Die pensionierte Physikerin beschloss 2020, auch im Winter nicht auf das erfrischende Bad im Brienzersee zu verzichten. «Nach dem Sommer ging ich durch den Herbst bis in den Winter weiterhin Tag für Tag in den See und konnte mich so sukzessive ans Abkühlen gewöhnen.» Heute möchte sie das Winterbaden nicht mehr missen. «An einem Tag ohne Bad im See fehlt mir etwas.» Manchmal steige sie gar zweimal am Tag ins Wasser.
«Suchtfaktor»
Brigitte Boss, die Dritte im Bunde («manchmal sind wir auch fünf»), praktiziert das Winterbaden bereits seit neun Jahren.
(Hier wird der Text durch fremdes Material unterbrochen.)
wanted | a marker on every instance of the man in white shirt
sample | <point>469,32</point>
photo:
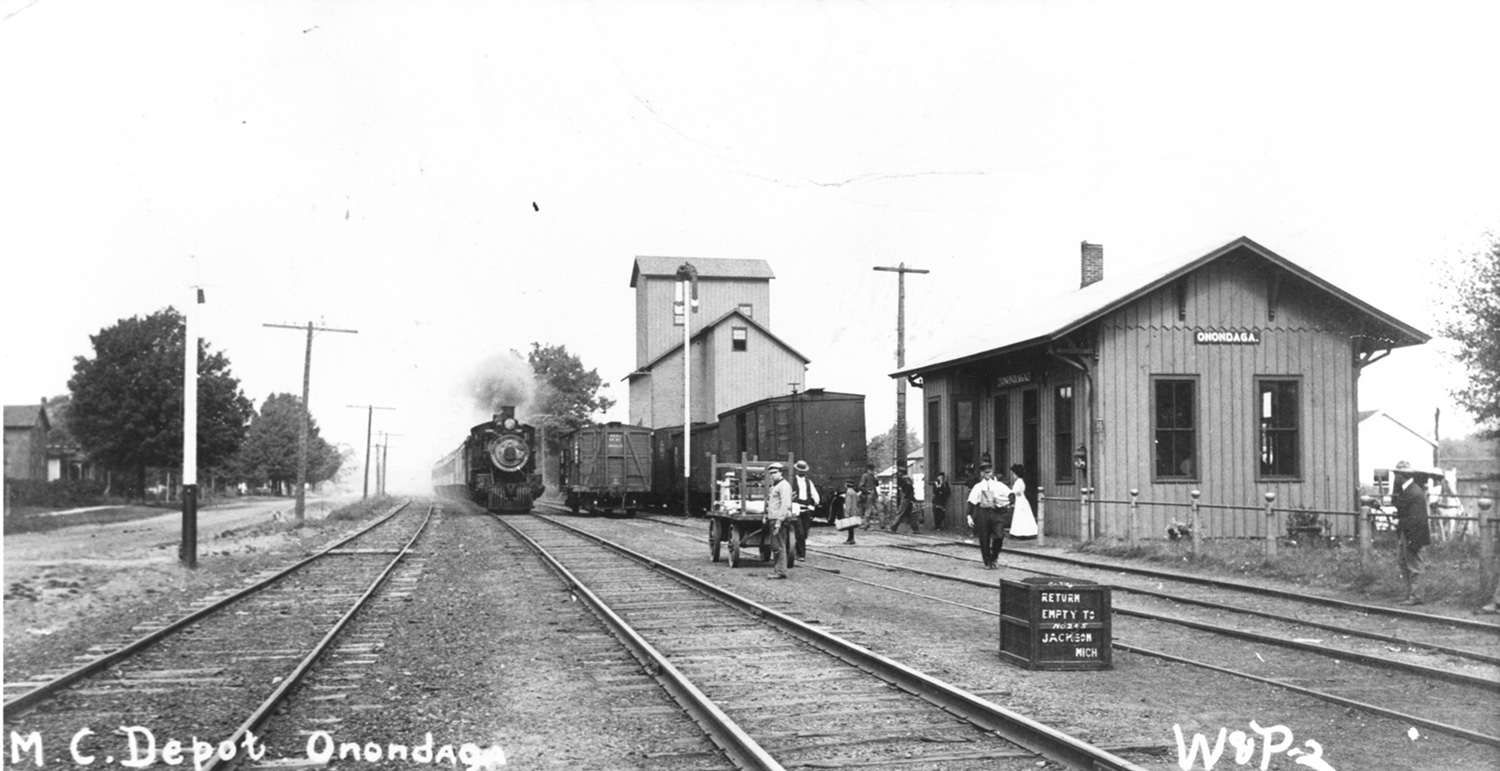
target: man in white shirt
<point>804,501</point>
<point>989,501</point>
<point>777,516</point>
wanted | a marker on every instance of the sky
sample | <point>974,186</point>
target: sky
<point>456,180</point>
Auch sie begann zum «Akklimatisieren» im Sommer. «Ich liebe es, es ist gut für die Durchblutung und stärkt mich», erzählt die Pflegefachfrau: «Seither habe ich wärmere Füsse und weiss nicht, wann ich das letzte Mal krank war.» Das Bad im eiskalten Wasser sei wie ein «Reset». Beim Rausgehen fühle sie sich «einfach unglaublich gut. Sorgen, düstere Gedanken, alles Schwere ist wie weggelöscht.»
Jolanda Henke, Lokführerin bei der Berner Oberland-Bahn, spricht vom «Suchtfaktor». Der Einstieg ins Wasser zwar «chli grusig», das Gefühl danach aber unvergleichlich. «Pure Freude.» Sigi Macheleidt bekräftigt: «Nach jedem Kaltbad fühle ich mich frisch, fröhlich und befreit.» Dazu komme das Gruppengefühl. Das gemeinsame Baden sei motivierend und intensiviere das Erlebnis.
Die drei «Winterbadenixen» Sigi Macheleidt, Jolanda Henke und Brigitte Boss (v.l.) im Brienzersee. Foto: Hans Peter Roth
Dann geht’s los. Ausgerüstet mit grossem Frotteetuch, Fusstuch, Wassersandalen und Mütze machen sich die drei auf zum See. «Im Winter nachts zu baden ist übrigens ein ganz besonderes Erlebnis», erzählt Henke. Warum? «Dann ist auch das Badekleid überflüssig.» Alle lachen. «Und in der Dunkelheit sieht man die Kälte nicht so», ergänzt Macheleidt, bevor es am Strand ans Eingemachte geht.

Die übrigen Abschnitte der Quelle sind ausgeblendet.